Collective Urgency

We name things that draw together. We marvel at the capacity of things to move in coordination—and watch in awe at the sudden emergence of collective movement.

Consider a murmuration of starlings undulating in flight across the sky. These astonishing aerial ballets of up to several million birds, appear at dusk after a day of feeding in small groups and swirl in great displays across the sky.

from the linked URL:lovethesepics. Enjoy the full spectrum of images.

What scientists understand about starlings is also what we need to understand about ourselves: that the ability to morph from individualism and small group action into collective, coordinated, and mass scale action is key to survival. Now. Today.

When we join as one great corpus, we protect the whole.

We have work to do! There are students and teachers we need to stand alongside. There are politicians that need confronting and new voices that need election. There is corruption that needs routing out and integrity that needs celebrating. It’s overwhelming—unless we follow the practices of starlings.

Here’s how they do that: here’s how we do that:

Individual birds synchronize their flight by spatially tracking with the six or seven birds closest around them;

So first gather six or seven folks and empower one another: read and watch and talk together, practice taking actions, communicate outwardly. Hold onto one another.

Each small flock joins the larger collective, by slipping into activity already in motion;

Then with your small group join the next larger thing happening around you: where do you stand and with whom do you stand?

The great size and constantly shifting shape of the flock confuses predators: a hawk, for instance, cannot figure out how to get its talons around this mirage of energies;

This is the power of great marches: a sense of safety when moving in tens, or hundreds, of thousands in peaceful demonstration; occupying space, linking arms, singing the revolution into being. Is danger present? May someone get hurt? Even killed? Yes. It is always so. AND YET—the collective survives.

It is also believed that there is an exchange of information going on about good feeding grounds for the next day.

By acting in coordination, we leave messages, stories, maps,–evidence of our flight and fight, in these times when we rise together—a mummeration of starlings becomes an urgency of citizens.

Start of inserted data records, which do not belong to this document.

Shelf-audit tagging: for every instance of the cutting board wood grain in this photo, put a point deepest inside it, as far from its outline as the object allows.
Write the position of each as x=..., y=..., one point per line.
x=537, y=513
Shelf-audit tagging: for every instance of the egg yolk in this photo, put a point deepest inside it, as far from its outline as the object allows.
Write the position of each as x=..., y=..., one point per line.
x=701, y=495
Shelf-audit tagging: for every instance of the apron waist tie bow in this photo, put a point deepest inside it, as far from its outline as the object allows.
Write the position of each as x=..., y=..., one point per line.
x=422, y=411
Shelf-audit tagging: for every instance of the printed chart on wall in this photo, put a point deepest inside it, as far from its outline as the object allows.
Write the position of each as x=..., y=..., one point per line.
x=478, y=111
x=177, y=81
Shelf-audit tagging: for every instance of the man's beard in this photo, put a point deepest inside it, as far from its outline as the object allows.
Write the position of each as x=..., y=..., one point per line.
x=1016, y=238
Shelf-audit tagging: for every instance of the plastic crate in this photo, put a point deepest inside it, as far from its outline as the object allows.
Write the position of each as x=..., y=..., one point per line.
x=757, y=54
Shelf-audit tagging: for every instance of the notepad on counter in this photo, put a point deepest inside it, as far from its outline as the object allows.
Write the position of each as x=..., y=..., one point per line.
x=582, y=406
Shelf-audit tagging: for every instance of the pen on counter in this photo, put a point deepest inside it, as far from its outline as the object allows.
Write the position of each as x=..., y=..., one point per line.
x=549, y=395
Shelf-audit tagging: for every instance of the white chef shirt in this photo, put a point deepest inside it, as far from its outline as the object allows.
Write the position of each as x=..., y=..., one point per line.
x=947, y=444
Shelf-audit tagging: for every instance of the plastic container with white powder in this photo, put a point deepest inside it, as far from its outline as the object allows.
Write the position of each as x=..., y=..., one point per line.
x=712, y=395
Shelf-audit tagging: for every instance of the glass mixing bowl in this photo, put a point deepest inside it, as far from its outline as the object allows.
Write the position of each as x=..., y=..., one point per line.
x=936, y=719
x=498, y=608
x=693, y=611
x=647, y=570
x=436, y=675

On March 14, at 10:00 AM in every time-zone all across the United States, students and teachers are invited to stop in the middle of the school day and observe 17 minutes of walkout to honor the 17 students and teachers who were killed on February 14 in Parkland, FL. Not a student or teacher? Join the larger flock: become an ally: stand at the edge of school property and show community support.

Call school administrations and make sure they are not disciplining students or faculty for taking part. Talk to colleges and universities and make sure they are supporting student activism that shows up on incoming freshman essays.

Find out of your representatives are taking money from the NRA—and join the defunding of the hawks.

If you’re anywhere near Washington DC on March 24, join the March for our Lives, organized by survivor students from Parkland. Find out what’s happening in your region.

Flock, flock, flock—the mummeration is urgent!

Roost for the night when you need to: rise with the morning light and include resistance and persistence in your daily life.